ADRF targets smaller facilities with new in-building public-safety repeater
ADRF recently announced the availability of it PSR-78-8527, a half-watt public-safety 700/800 MHz digital repeater that is designed to lower the cost to owners of small and mid-sized buildings trying to support first-responder radio and cellular communications in their facilities.
Dennis Burns, ADRF’s director of public safety, said the new PSR-series half-watt repeater is designed to be deployed in buildings that are 50,000 square feet or less—a category that represents about 88% of the total market of 6.3 million commercial buildings. Previously, ADRF has served this smaller sector of the in-building market with its 2-watt product with a power output that had to be dialed back when installed in a smaller facility.
“Usually, on a 2-watt product, you can [cover] up to 150,000 to 200,000 square feet, depending on wall construction, etc.,” Burns said during an interview with IWCE’s Urgent Communications. “With a half-watt product, that sweet spot is 40,000 to 60,000 square feet. That was an area where we wanted to make sure that we had something that would address the huge market opportunity that’s out there in that 50,000 to 60,000 square-foot range, for which the 2-watt [solution] was really overkill.
“Our customers have been saying, ‘We like ADRF gear, but sometimes buildings don’t need 2 watts or 5 watts of power.
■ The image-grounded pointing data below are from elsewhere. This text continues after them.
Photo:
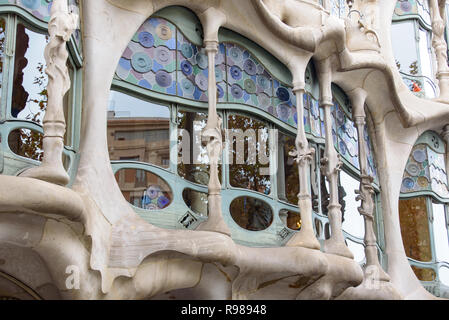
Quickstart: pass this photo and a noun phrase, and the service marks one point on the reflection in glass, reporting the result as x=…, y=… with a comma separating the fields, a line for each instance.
x=404, y=45
x=424, y=274
x=2, y=49
x=29, y=97
x=353, y=222
x=415, y=228
x=357, y=249
x=26, y=143
x=138, y=130
x=251, y=213
x=144, y=189
x=193, y=160
x=248, y=154
x=289, y=187
x=440, y=232
x=291, y=219
x=444, y=275
x=196, y=201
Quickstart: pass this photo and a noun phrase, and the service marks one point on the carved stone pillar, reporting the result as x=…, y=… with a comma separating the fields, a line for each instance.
x=330, y=166
x=438, y=16
x=212, y=132
x=366, y=191
x=445, y=135
x=60, y=28
x=304, y=155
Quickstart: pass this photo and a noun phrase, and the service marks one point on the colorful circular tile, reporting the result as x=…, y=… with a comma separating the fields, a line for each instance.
x=235, y=54
x=201, y=81
x=249, y=86
x=163, y=78
x=146, y=39
x=422, y=182
x=187, y=86
x=201, y=60
x=250, y=67
x=186, y=67
x=283, y=112
x=186, y=50
x=141, y=62
x=163, y=55
x=236, y=73
x=283, y=94
x=163, y=32
x=419, y=155
x=413, y=169
x=263, y=82
x=236, y=91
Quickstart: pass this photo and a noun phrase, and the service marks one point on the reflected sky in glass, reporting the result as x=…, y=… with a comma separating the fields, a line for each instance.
x=126, y=106
x=354, y=223
x=35, y=57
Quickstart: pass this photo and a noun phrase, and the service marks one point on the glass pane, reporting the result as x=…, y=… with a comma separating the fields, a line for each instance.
x=404, y=46
x=415, y=228
x=196, y=201
x=138, y=130
x=193, y=160
x=251, y=213
x=353, y=222
x=292, y=219
x=444, y=275
x=29, y=97
x=248, y=154
x=426, y=61
x=440, y=233
x=424, y=274
x=144, y=189
x=290, y=189
x=26, y=143
x=357, y=249
x=2, y=49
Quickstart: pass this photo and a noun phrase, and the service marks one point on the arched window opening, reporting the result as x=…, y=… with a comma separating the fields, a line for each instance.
x=423, y=212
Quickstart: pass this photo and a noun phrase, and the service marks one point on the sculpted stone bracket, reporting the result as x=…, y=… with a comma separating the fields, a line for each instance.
x=61, y=26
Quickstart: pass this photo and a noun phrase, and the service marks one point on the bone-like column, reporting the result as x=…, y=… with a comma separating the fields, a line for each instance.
x=304, y=155
x=366, y=191
x=445, y=135
x=60, y=28
x=212, y=132
x=331, y=165
x=438, y=17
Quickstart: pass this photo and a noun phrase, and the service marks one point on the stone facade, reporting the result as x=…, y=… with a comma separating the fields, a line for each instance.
x=67, y=228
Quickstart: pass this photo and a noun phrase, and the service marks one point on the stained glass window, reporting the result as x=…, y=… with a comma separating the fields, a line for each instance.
x=425, y=169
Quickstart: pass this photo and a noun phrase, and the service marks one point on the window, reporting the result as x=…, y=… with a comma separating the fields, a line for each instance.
x=411, y=35
x=24, y=99
x=423, y=212
x=258, y=175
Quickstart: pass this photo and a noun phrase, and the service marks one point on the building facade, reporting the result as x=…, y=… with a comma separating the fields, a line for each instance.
x=257, y=149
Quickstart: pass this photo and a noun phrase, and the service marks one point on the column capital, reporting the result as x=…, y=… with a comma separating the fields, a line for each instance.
x=299, y=86
x=211, y=46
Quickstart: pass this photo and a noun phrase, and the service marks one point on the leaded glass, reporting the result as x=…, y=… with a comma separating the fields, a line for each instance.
x=248, y=81
x=149, y=60
x=284, y=106
x=192, y=70
x=425, y=171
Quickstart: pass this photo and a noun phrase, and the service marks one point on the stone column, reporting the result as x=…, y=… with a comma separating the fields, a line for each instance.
x=438, y=16
x=212, y=132
x=331, y=165
x=304, y=155
x=445, y=135
x=60, y=28
x=366, y=191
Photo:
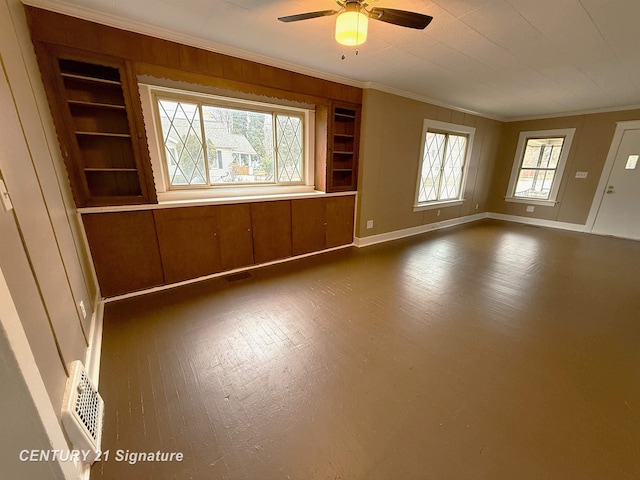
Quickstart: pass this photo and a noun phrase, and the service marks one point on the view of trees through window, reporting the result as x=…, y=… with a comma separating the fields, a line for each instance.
x=442, y=167
x=538, y=168
x=214, y=145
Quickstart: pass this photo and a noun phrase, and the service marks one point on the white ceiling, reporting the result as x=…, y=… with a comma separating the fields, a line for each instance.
x=502, y=58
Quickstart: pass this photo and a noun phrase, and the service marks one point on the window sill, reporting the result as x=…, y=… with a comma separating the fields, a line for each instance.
x=232, y=194
x=200, y=201
x=434, y=205
x=531, y=201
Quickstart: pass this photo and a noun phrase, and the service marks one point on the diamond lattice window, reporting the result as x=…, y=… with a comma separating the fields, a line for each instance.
x=442, y=169
x=220, y=145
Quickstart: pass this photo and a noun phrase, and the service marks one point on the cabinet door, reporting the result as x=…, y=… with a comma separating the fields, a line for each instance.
x=233, y=225
x=340, y=212
x=188, y=241
x=308, y=222
x=271, y=222
x=125, y=252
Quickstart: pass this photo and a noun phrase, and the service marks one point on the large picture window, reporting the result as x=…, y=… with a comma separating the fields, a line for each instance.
x=443, y=163
x=538, y=166
x=212, y=142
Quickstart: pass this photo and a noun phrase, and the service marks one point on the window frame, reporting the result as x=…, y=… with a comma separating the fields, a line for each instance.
x=167, y=192
x=435, y=126
x=568, y=135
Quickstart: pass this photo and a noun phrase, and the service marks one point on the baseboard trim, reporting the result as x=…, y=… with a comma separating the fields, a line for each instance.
x=409, y=232
x=538, y=222
x=94, y=351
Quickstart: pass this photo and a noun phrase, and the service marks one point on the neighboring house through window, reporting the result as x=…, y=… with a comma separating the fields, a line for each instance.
x=214, y=142
x=538, y=166
x=444, y=157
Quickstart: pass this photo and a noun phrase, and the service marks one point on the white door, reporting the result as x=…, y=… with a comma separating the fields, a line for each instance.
x=619, y=212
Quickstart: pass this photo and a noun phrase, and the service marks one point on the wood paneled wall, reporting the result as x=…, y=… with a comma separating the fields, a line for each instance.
x=146, y=51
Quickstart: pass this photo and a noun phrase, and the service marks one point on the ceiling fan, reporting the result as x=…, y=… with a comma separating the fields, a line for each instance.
x=353, y=16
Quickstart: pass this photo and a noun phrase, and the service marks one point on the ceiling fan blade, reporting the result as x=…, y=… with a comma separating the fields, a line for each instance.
x=400, y=17
x=306, y=16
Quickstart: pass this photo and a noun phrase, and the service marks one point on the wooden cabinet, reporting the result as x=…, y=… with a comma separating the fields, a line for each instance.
x=233, y=223
x=320, y=223
x=96, y=110
x=339, y=214
x=136, y=250
x=271, y=230
x=188, y=241
x=199, y=241
x=344, y=142
x=125, y=252
x=308, y=225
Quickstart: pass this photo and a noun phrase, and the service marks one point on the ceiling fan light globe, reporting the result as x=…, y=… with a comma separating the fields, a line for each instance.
x=351, y=28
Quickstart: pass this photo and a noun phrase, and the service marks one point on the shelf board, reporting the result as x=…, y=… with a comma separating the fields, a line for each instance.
x=91, y=79
x=104, y=134
x=110, y=169
x=96, y=104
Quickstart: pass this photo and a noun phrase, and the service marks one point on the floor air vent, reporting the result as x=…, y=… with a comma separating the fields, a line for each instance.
x=82, y=410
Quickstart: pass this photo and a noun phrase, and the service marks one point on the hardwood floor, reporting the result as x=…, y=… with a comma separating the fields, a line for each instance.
x=488, y=351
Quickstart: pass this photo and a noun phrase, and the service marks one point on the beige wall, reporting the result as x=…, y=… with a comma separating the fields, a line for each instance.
x=45, y=263
x=389, y=160
x=588, y=153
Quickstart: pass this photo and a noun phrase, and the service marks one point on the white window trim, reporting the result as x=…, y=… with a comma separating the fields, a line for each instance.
x=430, y=125
x=160, y=177
x=568, y=134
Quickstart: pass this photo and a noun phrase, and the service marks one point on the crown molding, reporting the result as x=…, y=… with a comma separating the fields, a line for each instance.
x=591, y=111
x=65, y=8
x=135, y=26
x=432, y=101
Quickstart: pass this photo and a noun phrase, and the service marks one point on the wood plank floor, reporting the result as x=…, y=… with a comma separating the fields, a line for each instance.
x=487, y=351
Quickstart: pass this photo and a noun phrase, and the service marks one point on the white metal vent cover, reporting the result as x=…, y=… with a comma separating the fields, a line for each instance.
x=82, y=410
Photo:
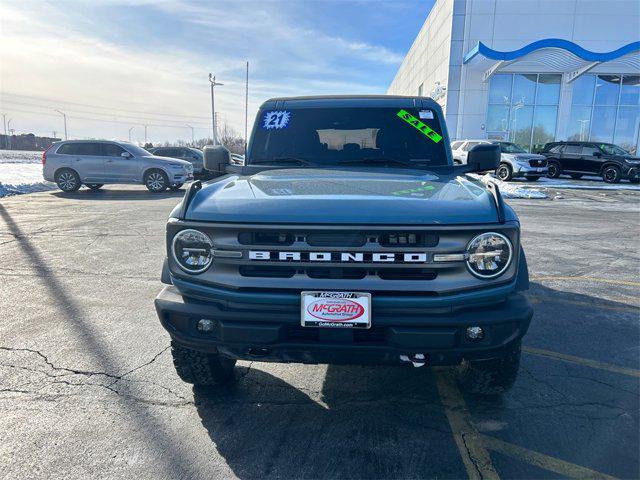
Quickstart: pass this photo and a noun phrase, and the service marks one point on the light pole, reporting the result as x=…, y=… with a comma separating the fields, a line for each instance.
x=64, y=116
x=10, y=133
x=193, y=138
x=212, y=81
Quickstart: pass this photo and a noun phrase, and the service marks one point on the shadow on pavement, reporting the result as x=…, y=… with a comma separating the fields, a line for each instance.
x=365, y=422
x=118, y=194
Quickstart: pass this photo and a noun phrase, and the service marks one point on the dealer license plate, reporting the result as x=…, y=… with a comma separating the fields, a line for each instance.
x=336, y=309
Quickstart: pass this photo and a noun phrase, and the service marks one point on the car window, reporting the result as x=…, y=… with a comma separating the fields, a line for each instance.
x=573, y=149
x=112, y=150
x=590, y=150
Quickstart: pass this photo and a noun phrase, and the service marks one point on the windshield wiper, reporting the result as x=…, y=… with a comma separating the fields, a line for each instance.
x=383, y=160
x=272, y=161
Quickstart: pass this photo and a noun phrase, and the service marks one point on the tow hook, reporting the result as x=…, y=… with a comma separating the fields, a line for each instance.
x=416, y=359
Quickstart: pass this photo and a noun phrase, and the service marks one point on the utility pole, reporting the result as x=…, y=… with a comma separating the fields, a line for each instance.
x=10, y=133
x=212, y=81
x=193, y=138
x=6, y=138
x=64, y=116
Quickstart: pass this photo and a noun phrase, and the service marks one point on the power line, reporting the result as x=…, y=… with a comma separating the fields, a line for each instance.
x=101, y=107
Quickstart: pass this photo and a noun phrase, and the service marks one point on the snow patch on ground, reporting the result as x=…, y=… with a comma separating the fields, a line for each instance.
x=512, y=190
x=21, y=172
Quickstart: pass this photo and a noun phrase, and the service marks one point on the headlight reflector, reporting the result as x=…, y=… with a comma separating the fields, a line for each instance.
x=192, y=250
x=489, y=255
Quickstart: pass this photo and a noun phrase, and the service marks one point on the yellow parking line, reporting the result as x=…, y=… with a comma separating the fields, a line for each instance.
x=583, y=278
x=475, y=457
x=551, y=299
x=541, y=460
x=582, y=361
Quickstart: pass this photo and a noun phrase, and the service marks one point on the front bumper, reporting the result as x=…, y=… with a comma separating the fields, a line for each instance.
x=262, y=332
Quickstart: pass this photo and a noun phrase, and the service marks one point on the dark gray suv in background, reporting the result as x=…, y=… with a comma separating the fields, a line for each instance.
x=70, y=164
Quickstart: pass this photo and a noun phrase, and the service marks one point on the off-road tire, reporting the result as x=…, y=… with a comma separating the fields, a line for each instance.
x=68, y=180
x=611, y=174
x=156, y=181
x=490, y=377
x=199, y=368
x=504, y=172
x=554, y=170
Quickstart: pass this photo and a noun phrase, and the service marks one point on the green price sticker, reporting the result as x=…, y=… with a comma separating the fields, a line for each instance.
x=420, y=126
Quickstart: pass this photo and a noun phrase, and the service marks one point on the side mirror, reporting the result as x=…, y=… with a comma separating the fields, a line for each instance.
x=483, y=157
x=216, y=159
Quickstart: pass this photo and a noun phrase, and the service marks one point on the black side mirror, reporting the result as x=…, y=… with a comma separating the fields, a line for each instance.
x=216, y=159
x=483, y=157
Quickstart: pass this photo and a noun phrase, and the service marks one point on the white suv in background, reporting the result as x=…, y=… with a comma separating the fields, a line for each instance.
x=94, y=163
x=515, y=161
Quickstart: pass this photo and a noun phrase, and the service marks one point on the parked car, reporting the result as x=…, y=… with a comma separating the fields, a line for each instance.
x=70, y=164
x=347, y=237
x=606, y=160
x=515, y=161
x=188, y=154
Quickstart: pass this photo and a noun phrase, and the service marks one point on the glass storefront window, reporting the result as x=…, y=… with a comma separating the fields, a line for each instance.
x=630, y=94
x=579, y=123
x=607, y=89
x=548, y=90
x=500, y=91
x=523, y=108
x=606, y=108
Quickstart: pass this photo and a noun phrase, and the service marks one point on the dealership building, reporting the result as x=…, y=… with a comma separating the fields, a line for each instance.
x=530, y=71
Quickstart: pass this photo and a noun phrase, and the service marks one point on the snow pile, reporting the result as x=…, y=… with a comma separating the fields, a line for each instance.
x=511, y=190
x=21, y=172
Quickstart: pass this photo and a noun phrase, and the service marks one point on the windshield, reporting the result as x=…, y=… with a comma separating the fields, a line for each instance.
x=508, y=147
x=136, y=150
x=331, y=136
x=613, y=149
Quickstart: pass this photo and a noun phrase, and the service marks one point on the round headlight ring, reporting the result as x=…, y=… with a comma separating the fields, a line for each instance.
x=500, y=271
x=200, y=241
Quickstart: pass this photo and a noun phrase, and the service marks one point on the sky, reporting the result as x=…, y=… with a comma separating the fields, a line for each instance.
x=113, y=66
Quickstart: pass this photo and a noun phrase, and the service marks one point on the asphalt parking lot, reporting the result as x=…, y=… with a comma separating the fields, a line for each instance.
x=87, y=388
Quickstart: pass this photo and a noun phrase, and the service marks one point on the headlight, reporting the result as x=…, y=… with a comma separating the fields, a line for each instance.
x=192, y=250
x=489, y=255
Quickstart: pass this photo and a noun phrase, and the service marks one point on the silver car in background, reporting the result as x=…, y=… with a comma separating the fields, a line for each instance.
x=515, y=161
x=94, y=163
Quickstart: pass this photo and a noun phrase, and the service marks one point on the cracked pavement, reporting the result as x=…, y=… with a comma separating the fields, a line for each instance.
x=88, y=389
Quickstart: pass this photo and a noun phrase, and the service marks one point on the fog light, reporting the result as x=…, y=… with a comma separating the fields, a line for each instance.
x=205, y=325
x=475, y=333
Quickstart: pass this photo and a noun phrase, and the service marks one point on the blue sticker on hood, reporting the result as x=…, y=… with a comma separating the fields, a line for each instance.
x=276, y=119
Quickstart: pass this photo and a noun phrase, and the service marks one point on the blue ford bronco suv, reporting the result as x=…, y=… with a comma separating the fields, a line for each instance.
x=348, y=237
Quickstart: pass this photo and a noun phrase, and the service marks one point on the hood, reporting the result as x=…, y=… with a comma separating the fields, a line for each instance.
x=173, y=161
x=343, y=196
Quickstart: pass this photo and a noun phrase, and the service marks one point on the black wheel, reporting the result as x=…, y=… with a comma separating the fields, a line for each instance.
x=504, y=172
x=490, y=377
x=611, y=174
x=156, y=181
x=68, y=180
x=554, y=170
x=199, y=368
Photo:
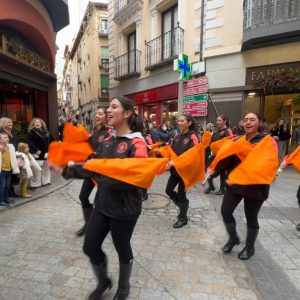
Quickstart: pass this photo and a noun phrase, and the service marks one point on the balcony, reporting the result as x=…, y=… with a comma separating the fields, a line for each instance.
x=270, y=22
x=126, y=8
x=164, y=49
x=128, y=65
x=104, y=63
x=23, y=55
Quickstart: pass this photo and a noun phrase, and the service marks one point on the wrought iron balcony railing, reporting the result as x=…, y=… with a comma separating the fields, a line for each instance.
x=22, y=54
x=163, y=49
x=128, y=65
x=270, y=22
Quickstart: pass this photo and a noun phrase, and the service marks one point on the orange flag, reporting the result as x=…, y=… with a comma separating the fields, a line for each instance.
x=190, y=165
x=241, y=148
x=206, y=139
x=294, y=158
x=215, y=146
x=136, y=171
x=75, y=146
x=259, y=167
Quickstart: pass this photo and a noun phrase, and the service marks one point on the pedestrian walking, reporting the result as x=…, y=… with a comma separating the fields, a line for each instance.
x=39, y=139
x=8, y=163
x=28, y=163
x=254, y=195
x=117, y=204
x=223, y=131
x=281, y=134
x=101, y=133
x=182, y=142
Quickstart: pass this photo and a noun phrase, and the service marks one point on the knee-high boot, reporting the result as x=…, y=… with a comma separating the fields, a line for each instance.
x=249, y=250
x=23, y=187
x=86, y=214
x=182, y=217
x=124, y=285
x=233, y=238
x=104, y=282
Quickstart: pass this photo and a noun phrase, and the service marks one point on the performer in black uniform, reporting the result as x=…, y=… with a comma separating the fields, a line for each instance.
x=182, y=142
x=117, y=204
x=223, y=131
x=254, y=195
x=101, y=133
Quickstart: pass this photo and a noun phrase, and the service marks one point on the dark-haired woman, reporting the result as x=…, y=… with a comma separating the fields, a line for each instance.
x=223, y=131
x=182, y=142
x=281, y=135
x=101, y=133
x=254, y=195
x=117, y=204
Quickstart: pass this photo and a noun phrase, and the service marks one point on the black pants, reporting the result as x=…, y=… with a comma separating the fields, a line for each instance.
x=98, y=227
x=251, y=208
x=180, y=196
x=86, y=189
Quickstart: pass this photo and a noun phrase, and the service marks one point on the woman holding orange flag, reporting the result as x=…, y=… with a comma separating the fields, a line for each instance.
x=250, y=172
x=182, y=142
x=223, y=132
x=117, y=203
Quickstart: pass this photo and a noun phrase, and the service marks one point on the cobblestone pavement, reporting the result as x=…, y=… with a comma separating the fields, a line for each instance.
x=40, y=258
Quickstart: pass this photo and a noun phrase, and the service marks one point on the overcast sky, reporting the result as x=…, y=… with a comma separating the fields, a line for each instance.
x=64, y=37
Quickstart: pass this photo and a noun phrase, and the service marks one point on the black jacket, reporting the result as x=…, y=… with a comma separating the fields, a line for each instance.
x=254, y=191
x=114, y=198
x=39, y=140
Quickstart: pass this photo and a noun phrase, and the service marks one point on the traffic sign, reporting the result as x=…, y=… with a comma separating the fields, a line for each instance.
x=195, y=98
x=195, y=82
x=195, y=90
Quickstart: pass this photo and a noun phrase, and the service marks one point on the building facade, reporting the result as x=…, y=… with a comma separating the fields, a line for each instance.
x=27, y=60
x=89, y=79
x=145, y=37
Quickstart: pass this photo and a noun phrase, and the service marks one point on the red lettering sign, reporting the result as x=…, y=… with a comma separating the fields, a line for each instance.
x=195, y=90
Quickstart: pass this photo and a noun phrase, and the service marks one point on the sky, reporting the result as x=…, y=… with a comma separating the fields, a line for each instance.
x=64, y=37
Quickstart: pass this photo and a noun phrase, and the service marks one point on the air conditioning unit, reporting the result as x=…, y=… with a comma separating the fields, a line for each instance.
x=198, y=68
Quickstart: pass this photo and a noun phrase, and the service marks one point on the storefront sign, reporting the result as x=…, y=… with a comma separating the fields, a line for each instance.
x=257, y=74
x=162, y=93
x=195, y=98
x=195, y=82
x=195, y=90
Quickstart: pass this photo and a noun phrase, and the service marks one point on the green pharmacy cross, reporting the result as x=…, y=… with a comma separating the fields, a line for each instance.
x=182, y=65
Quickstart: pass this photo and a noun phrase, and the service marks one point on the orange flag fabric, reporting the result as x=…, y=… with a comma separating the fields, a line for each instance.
x=259, y=167
x=206, y=139
x=294, y=159
x=241, y=148
x=190, y=165
x=215, y=146
x=75, y=146
x=136, y=171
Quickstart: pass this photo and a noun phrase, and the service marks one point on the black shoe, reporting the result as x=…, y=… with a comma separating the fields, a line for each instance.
x=233, y=238
x=124, y=285
x=220, y=192
x=181, y=222
x=249, y=249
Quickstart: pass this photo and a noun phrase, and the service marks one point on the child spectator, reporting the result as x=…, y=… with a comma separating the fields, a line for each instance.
x=8, y=163
x=28, y=163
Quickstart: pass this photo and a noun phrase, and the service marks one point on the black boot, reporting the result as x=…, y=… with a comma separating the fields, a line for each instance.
x=86, y=214
x=210, y=186
x=182, y=217
x=104, y=282
x=233, y=238
x=124, y=286
x=249, y=250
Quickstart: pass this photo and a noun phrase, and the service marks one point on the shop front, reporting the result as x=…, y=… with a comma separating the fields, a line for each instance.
x=275, y=93
x=158, y=104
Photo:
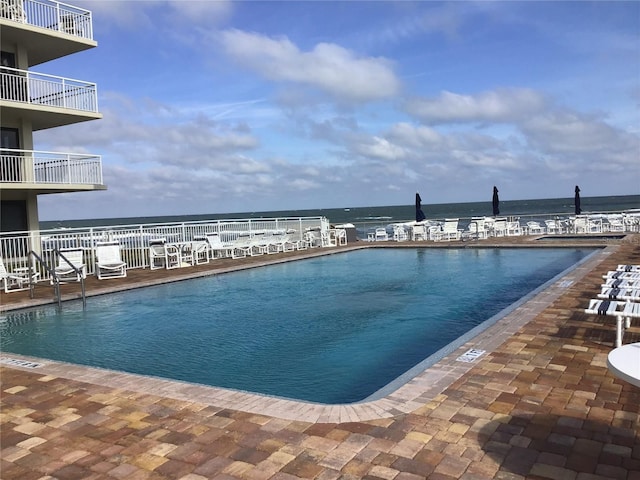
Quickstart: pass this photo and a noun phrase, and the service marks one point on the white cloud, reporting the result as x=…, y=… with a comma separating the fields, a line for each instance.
x=328, y=67
x=502, y=105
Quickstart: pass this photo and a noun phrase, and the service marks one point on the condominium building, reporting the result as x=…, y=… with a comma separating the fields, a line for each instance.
x=34, y=32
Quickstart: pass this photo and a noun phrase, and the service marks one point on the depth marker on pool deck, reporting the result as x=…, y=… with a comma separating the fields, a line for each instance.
x=470, y=355
x=20, y=363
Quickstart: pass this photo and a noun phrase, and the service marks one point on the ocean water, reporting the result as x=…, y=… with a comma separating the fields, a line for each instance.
x=561, y=207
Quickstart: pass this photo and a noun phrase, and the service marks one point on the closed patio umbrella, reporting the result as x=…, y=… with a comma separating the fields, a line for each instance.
x=496, y=202
x=420, y=216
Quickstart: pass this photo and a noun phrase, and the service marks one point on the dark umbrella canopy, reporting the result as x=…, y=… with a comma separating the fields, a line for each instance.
x=496, y=202
x=420, y=216
x=577, y=201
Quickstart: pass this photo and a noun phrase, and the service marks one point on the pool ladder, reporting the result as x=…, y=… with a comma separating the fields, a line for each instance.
x=54, y=277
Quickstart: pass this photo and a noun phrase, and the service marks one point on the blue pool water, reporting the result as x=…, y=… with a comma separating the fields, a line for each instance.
x=332, y=329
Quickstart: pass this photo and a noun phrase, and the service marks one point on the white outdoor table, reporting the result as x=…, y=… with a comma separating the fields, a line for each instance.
x=624, y=362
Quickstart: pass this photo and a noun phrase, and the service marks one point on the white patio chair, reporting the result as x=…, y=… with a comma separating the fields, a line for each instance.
x=163, y=255
x=534, y=228
x=476, y=229
x=552, y=227
x=419, y=232
x=341, y=236
x=71, y=266
x=16, y=280
x=449, y=231
x=399, y=233
x=381, y=235
x=514, y=229
x=621, y=294
x=622, y=311
x=199, y=250
x=109, y=263
x=218, y=248
x=499, y=227
x=628, y=268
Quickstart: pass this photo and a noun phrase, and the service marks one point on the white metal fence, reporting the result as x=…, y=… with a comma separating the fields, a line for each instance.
x=48, y=90
x=51, y=15
x=30, y=166
x=134, y=239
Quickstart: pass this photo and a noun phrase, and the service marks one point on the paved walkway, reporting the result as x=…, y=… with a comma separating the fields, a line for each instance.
x=539, y=403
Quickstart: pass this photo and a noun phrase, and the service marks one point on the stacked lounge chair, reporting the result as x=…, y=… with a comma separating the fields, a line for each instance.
x=619, y=298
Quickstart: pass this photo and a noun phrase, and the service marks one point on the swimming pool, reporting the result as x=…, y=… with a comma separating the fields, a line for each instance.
x=333, y=329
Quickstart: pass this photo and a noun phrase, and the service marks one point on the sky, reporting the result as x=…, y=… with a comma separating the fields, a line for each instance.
x=221, y=107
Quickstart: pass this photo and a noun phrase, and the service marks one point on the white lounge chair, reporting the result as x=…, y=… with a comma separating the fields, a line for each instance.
x=622, y=294
x=553, y=227
x=622, y=311
x=381, y=235
x=162, y=254
x=584, y=224
x=620, y=283
x=628, y=268
x=616, y=275
x=476, y=229
x=17, y=279
x=419, y=232
x=109, y=263
x=514, y=229
x=218, y=248
x=341, y=236
x=71, y=266
x=449, y=231
x=399, y=233
x=199, y=250
x=534, y=228
x=499, y=227
x=245, y=244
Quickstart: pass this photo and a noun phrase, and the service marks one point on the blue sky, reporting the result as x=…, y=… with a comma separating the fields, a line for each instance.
x=215, y=106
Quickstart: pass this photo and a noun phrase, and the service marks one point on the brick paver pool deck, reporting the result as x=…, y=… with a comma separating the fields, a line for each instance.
x=540, y=403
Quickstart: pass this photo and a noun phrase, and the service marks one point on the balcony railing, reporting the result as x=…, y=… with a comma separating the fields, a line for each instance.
x=41, y=89
x=51, y=15
x=29, y=166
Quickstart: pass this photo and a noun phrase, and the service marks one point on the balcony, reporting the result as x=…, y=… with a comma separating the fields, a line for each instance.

Do you have something that’s smaller and less expensive in that space?’ We did not have one, so last year we started looking at developing a new product.”
ADRF officials believe the PSR-78-8527 meets the needs of the small- to mid-sized building market, as the half-watt in-building repeater supports myriad LMR and LTE connections on the 700/800 MHz bands in a smaller form factor and costs significantly less than the 2-watt alternative, according to Burns.
“It’s at least 30% lower, so it’s considerably lower in price,” he said. “We are aggressively going after this space, so we wanted to have the right product at the right price.
“There are a couple of other half-watt players in the marketplace today, so we said to ourselves, ‘We want it to be flexible. We want it to be in a nice, small package. And the other thing we need is to make sure that the economics are going to be aggressive, so we certainly have priced it right.”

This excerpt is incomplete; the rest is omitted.